Егорьев день отмечался в Большой Ижоре как особый праздник, когда скотина впервые после зимнего стойлового периода выгонялась на несколько часов под наблюдением хозяек. Вплоть до 1900-х годов Егорьев день в Большой Ижоре отмечался и как бабий праздник. Женщины, без участия девушек, в этот день на собранные вскладчину средства накрывали стол. Мужчины и взрослые парни за праздничные столы не приглашались. Исключение составлял пастух, который был героем дня, и его щедро угощали. Слегка подгулявшие женщины, сняв повойники – в старину с открытой головой в деревне женщины не показывались, — ходили группами по улице с песнями и расправлялись с встречными мужчинами, валяя их в пыли, требуя от них “откупиться”. Особенно попадало тем, которые славились своей деспотичностью в семье. В этих действиях проявлялась своеобразная вольность закрепощенной женщины, сохранявшаяся еще с языческих времен. Но все же, главная роль в уходе за скотом в летний период принадлежала пастуху. Поэтому вопрос, кто будет пастухом, был далеко не праздным. Его нанимали с согласия всей общины на сходке. Однако же на эту должность из местных в Большой Ижоре даже самый бедняк не шел. Он готов был идти в батраки и работать почти даром, но не пастухом. Это исходило из-за боязни ответственности за скот и из-за одного названия “пастух”. Поэтому в Большой Ижоре, а также в Сагомилье, в пастухи нанимали в основном приезжих людей. Некий финн, по имени Соломон в Большой Ижоре пас скот ежегодно более 25 лет, пока по старости его не заменил другой, тоже приезжий, Андрей Камша. Пастух Соломон со своим подпаском каждую весну приезжал из Финляндии и возвращался осенью, когда замерзал залив. Он хорошо знал свое стадо, почти каждую корову по кличке, умел ухаживать за больной скотиной, держал в курсе хозяев, когда корова гуляет.
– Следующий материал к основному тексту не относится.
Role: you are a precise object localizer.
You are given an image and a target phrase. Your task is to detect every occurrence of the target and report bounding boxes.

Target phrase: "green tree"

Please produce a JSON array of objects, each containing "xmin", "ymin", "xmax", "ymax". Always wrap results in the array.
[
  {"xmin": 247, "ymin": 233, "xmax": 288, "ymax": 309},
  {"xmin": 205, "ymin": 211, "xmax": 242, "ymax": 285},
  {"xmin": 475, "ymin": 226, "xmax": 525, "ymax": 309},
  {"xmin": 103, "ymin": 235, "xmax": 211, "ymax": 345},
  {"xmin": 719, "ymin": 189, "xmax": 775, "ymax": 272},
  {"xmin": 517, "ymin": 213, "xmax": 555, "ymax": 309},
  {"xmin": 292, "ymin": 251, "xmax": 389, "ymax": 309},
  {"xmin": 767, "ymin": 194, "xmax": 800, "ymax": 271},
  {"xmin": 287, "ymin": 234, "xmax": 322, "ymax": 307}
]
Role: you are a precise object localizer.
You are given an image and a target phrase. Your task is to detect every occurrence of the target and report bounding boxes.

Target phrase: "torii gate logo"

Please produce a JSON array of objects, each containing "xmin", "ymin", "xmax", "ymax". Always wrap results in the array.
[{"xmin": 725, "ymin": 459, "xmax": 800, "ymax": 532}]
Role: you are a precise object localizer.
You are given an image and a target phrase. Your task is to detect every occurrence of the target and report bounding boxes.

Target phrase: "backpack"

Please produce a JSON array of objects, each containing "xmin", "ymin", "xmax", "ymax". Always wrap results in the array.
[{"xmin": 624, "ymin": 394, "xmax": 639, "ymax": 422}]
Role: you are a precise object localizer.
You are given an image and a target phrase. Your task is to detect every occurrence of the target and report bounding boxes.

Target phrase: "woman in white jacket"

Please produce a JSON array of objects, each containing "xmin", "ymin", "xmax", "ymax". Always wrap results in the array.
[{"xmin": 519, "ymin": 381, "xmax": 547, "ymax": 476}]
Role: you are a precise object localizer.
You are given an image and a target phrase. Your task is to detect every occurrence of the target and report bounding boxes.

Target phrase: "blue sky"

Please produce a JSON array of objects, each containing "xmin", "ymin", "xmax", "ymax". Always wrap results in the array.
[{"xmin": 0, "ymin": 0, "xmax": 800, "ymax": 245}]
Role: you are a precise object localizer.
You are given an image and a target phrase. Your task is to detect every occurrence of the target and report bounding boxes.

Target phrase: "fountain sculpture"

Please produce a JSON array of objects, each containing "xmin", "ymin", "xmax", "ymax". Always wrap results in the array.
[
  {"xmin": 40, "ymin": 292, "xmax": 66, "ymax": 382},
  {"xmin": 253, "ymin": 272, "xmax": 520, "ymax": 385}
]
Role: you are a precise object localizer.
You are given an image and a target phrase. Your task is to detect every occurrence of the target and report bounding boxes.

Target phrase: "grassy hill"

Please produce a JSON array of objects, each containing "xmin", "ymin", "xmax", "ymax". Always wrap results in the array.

Пастух по очереди питался в каждом доме по несколько дней, в зависимости от того, сколько в хозяйстве имелось коров, но ночевал с подпаском только в одном доме. Он спал в избе или в сарае. В доме, где питался пастух, хозяева обязаны были обеспечить его на эти дни едой и верхней одеждой. Сапоги он носил собственные. Во многих домах пастуха кормили лучше, чем ели сами.